Долго стоять было бессмысленно, он резко повернулся, так что Кулага стоявший у порога, должен был отскочить, и шагнул к выходу.

22 июля великою потугою и усилством через штурм мстиславский замок был захвачен. Народ всякий шляхетский, мещан и жидов, а также простых людей в пень высекли… среди трупов живых находили и в плен в Москву забирали, побито было больше десяти тысяч человек, — записал свидетель побоища.

Пятитысячный отряд Януша Радзвилла дошел лишь до местечка Горы: стало известно, что произошло в Мстиславле. Не было причины идти дальше и губить людей.

А вот письмо Великого Государя, Царя и Великого Князя Алексея Михайловича Богдану Хмельницкому: Взяты взятьем и шляхты, поляков и литвы и иных служилых людей и ксендзы и езвуитов и иного их чину побито больше десяти тысяч человек.

Под именем московского князя — Трубецкая резня — та ночь вошла в историю города.

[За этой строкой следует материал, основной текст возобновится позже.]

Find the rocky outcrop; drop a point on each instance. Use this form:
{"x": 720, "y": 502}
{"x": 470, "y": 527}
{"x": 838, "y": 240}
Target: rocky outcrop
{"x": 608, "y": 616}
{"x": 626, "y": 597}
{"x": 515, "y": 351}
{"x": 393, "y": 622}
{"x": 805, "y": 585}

Конечно, высекли не всех. Выжил, к примеру, воевода Григорий Друцкой-Горский и еще пять лет справлял свою должность. Жив остался Степан Иванов по прозвищу Полубес, о котором речь впереди, плотник Никола Белый и его жена Василиска. Остался на этом свете и Андрюха — голова два уха, однако сильно изменился после той ночи. Перестал свистеть и только пел свои песни с непонятными никому словами, а может быть, вовсе без слов. А еще, согласно кивая головой, повторял, раз за разом: «Царев град, царев!»

* * *

На другой день после взятия города, Трубецкой отправил войско по направлению к Могилеву: никак теперь не прокормить здесь весь полк. Сам остался, так как был у него еще один наказ государя: везде искать умелых людей, везти в Москву. Распоряжение такое он передал полковникам и полуполковникам, сотникам. Поворотливые Кулага и сотник Бурьян явились уже к вечеру, привели переметчика Кукуя.

— Мастера какие в городе есть?

Кукуй тотчас упал на колени:

— Есть один недосека, князь, — произнес он. — Плотник Никола Белый. Хороший плотник, топор у него заговоренный.

Князь насмешливо смотрел на него.

— За что ни возьмется, все звенит.

— Как звенит? — спросил Бурьян и коленом пихнул его в спину. — Говори понятно!

— Звоном звенит, панок, сам слышал. Быдто и сверху, и сбоку.

— А отзаду?

— Отзаду? — опять получил в спину. — Не знаю, княже.

— Дурак, — сказал Бурьян. — Кто еще?

— Еще есть кафельщик хороший, Степка Иванов. Кличка у него Полубес.

— Что за кличка?

— А кто ж его знает. Так прозвали люди. Сказывают, малюет хорошо, узорочно. Намалюет козу — она траву скубет, молоко дает. Кошку намалюет — мышей ловит.

— Что ты говоришь, дурень? — Бурьян готов был влепить Кукую оплеуху, но не решился при князе, оглянулся: что делать?

— Бери обоих, — приказал Трубецкой Кулаге, любимому полуполковнику.

Странный город. Заговоренные топоры, намалеванные козы, кошки…

Впрочем, все пригодятся в Москве после войны.

Какой-то мужичок с реденькой бородкой, широко улыбаясь, подходил к ним и, глядя на князя, ласково повторял раз за разом: «Царев град, царев!»

Чем-то его вид задел Трубецкого.

— Что он бормочет? — обратился к Кулаге.